Guest Blogger Danio:
When I began to seriously question organized religion, years ago, it didn’t take long to conclude that the myths I had been taught as a child were no more tractable than any of the other thousands of belief systems that have come and gone throughout human history. While I quickly and cheerfully discarded all god-belief without regret, the concept of the soul, a consciousness of some kind that could persist beyond the physical life, was significantly harder for me to relinquish. The idea that the essential ‘me’ would cease to exist upon my death was not nearly as disconcerting as the realization that my departed family members, of which there are, regrettably, many, were no longer present anywhere, in any form.
Science and reason helped me overcome this sense of loss, and appreciate the importance of accepting life, brutal and exquisite as it is, as an ephemeral, purely biological process. Reading Dawkins’ A Devil’s Chaplain and various other works helped me to clarify my feelings on mortality. PZ has also written eloquently on the subject, when, for example, he discussed the brevity and relative insignificance of human life on a geological time scale.

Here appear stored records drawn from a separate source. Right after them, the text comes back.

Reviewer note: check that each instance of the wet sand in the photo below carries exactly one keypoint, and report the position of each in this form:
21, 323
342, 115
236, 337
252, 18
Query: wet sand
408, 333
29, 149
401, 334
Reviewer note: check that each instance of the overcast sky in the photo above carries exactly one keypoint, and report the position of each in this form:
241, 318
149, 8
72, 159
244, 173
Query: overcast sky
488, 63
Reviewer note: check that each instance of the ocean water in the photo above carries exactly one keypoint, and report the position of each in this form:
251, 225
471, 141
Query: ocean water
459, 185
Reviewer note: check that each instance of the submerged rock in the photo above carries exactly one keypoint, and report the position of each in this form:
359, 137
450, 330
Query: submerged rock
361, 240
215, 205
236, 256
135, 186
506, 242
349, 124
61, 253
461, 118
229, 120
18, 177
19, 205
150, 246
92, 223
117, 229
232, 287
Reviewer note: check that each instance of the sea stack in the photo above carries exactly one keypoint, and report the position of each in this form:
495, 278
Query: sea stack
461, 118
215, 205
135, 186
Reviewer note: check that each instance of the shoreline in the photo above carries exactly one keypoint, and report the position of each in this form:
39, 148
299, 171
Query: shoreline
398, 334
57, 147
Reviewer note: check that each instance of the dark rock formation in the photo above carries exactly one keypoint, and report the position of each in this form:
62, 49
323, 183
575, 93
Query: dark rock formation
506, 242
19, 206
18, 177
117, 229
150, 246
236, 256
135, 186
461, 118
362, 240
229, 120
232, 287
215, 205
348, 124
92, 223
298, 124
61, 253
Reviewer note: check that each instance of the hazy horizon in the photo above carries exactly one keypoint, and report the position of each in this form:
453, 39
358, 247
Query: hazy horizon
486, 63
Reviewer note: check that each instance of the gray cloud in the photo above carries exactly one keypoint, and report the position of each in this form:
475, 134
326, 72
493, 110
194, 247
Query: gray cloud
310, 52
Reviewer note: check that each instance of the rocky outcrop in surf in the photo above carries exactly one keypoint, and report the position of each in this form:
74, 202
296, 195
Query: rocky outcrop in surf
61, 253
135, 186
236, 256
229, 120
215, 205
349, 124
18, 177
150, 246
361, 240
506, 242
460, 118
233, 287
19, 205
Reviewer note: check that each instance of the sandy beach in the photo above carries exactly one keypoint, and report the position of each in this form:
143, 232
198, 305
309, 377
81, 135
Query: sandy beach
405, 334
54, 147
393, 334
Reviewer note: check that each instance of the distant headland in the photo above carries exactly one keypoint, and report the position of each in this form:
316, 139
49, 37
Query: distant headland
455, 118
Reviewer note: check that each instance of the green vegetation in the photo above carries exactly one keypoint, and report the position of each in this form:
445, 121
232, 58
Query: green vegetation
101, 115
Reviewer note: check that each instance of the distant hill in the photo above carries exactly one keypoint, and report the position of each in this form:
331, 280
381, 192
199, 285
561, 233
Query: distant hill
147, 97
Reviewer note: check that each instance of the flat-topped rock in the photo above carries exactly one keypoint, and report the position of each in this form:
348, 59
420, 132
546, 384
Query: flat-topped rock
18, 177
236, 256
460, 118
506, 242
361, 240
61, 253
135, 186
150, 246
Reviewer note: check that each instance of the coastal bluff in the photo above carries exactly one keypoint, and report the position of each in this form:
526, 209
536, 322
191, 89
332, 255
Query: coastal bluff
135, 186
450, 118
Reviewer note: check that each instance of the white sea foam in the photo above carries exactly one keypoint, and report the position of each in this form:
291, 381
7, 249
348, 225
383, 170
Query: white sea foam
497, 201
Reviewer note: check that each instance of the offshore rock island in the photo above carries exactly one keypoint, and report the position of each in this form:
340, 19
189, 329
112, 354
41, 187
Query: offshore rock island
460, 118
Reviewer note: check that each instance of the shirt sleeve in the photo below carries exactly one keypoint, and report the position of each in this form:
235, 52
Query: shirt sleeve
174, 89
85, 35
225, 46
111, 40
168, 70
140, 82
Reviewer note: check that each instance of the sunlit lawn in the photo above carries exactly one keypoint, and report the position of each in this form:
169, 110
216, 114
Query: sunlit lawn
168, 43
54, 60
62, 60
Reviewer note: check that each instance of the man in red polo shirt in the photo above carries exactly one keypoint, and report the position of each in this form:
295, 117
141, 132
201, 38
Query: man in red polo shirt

Most of all, I have arrived at this acceptance as a lover of science, contemplating the wonders of genetic transmission through lineages. I can easily envision a connection, a common thread that runs through the years, linking my life to thousands of others. I see the ghosts of countless ancestors flit across the faces of my children, with all their various expressions of youthful joy and consternation and everything in between, and recognize that my offspring represent the distillation of innumerable contributions to the molecular constitution our flourishing family tree–the joining together of humanity at its most elemental.